G = np.block([[gamma_model(D11, 0, 0), gamma_model(D12, 0, 1)],
              [gamma_model(D12.T, 0, 1), gamma_model(D22, 1, 1)]])
e1 = np.concatenate([np.ones(n1), np.zeros(n2)])
e2 = np.concatenate([np.zeros(n1), np.ones(n2)])
A = np.block([[G, e1[:, None], e2[:, None]],
              [e1[None, :], np.zeros((1, 2))],
              [e2[None, :], np.zeros((1, 2))]])
b = np.vstack([gamma_model(np.abs(X1[:, None] - Xt[None, :]), 0, 0),
               gamma_model(np.abs(X2[:, None] - Xt[None, :]), 0, 1),
               np.ones((1, nt)),
               np.zeros((1, nt))])
lam = solve(A, b)
Y_cokrig = lam[:n1 + n2].T @ np.concatenate([Y1, Y2])
S_cokrig = np.sqrt(np.maximum((lam * b).sum(axis=0), 0))

The prediction variance \(\boldsymbol{\lambda}^T \boldsymbol{\gamma}(u) + \mu_1\) is conveniently just (lam * b).sum(axis=0), because the Lagrange rows of b are \((1, 0)\).

Step 5 - results

On \([0, 0.6]\), where primary data exist, kriging and cokriging agree. Beyond \(x = 0.6\) ordinary kriging has no information and relaxes to the data mean, while cokriging keeps tracking the shape of the densely-sampled secondary variable - with a variance that stays finite because the cross-correlation is imperfect.

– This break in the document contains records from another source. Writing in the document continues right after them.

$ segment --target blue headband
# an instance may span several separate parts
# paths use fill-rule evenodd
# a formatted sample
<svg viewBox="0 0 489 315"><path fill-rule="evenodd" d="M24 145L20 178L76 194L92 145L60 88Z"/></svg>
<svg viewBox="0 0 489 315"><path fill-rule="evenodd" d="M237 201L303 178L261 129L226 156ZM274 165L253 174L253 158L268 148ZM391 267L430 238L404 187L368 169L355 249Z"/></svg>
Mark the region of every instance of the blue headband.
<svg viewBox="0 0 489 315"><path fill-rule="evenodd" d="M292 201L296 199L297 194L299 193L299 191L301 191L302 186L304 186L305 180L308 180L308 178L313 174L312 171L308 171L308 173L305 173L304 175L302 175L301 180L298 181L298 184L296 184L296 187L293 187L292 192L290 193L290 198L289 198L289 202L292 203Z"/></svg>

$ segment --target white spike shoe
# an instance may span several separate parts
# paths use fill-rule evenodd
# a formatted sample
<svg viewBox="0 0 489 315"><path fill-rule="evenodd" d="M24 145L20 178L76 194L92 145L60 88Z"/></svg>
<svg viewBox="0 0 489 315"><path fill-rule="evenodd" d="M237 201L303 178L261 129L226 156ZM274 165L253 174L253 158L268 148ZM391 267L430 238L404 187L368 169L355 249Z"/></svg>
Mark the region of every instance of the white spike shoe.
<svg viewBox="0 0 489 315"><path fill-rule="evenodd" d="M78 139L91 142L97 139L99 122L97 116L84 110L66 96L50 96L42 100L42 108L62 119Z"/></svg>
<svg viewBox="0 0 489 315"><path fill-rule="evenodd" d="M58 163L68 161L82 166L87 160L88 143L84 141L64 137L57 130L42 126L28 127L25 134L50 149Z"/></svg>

Below is the plot from variogram/cross-variogram fitting (to determine model parameters):

variogram fits

And the final result for cokriging vs kriging is shown in the following plot:

cokriging vs kriging prediction

Remarks

Connection to multi-output GPs. What we built is exactly a two-task GP with an ICM/LMC kernel \(K((x,i),(x’,j)) = B_{ij} k_m(x,x’) + \delta_{ij} \sigma_i^2\), plus an improper uniform prior on per-task constant means (that is what the ordinary-kriging constraints amount to). The variogram-fitting step replaces maximum-likelihood training; libraries such as GPyTorch (MultitaskKernel) do the same thing with MLE and would be the natural next step for higher dimensions or more outputs.
Method-of-moments vs MLE. Variogram fitting is robust and visualizable (you can see whether the model fits), but uses only binned second moments. MLE uses all the data jointly and handles irregular/heterotopic designs without a collocation step - at the price of \(O((n_1+n_2)^3)\) per gradient step and less interpretability.
More structures. The LMC with \(L > 1\) structures (e.g. Matérn + nugget + long-range component) is the direct generalization: \(\gamma_{ij}(h) = \sum_l B^{(l)}_{ij} \gamma_l(h)\), one Cholesky-parametrized \(B^{(l)}\) per structure. The code above is the \(L = 1\) special case.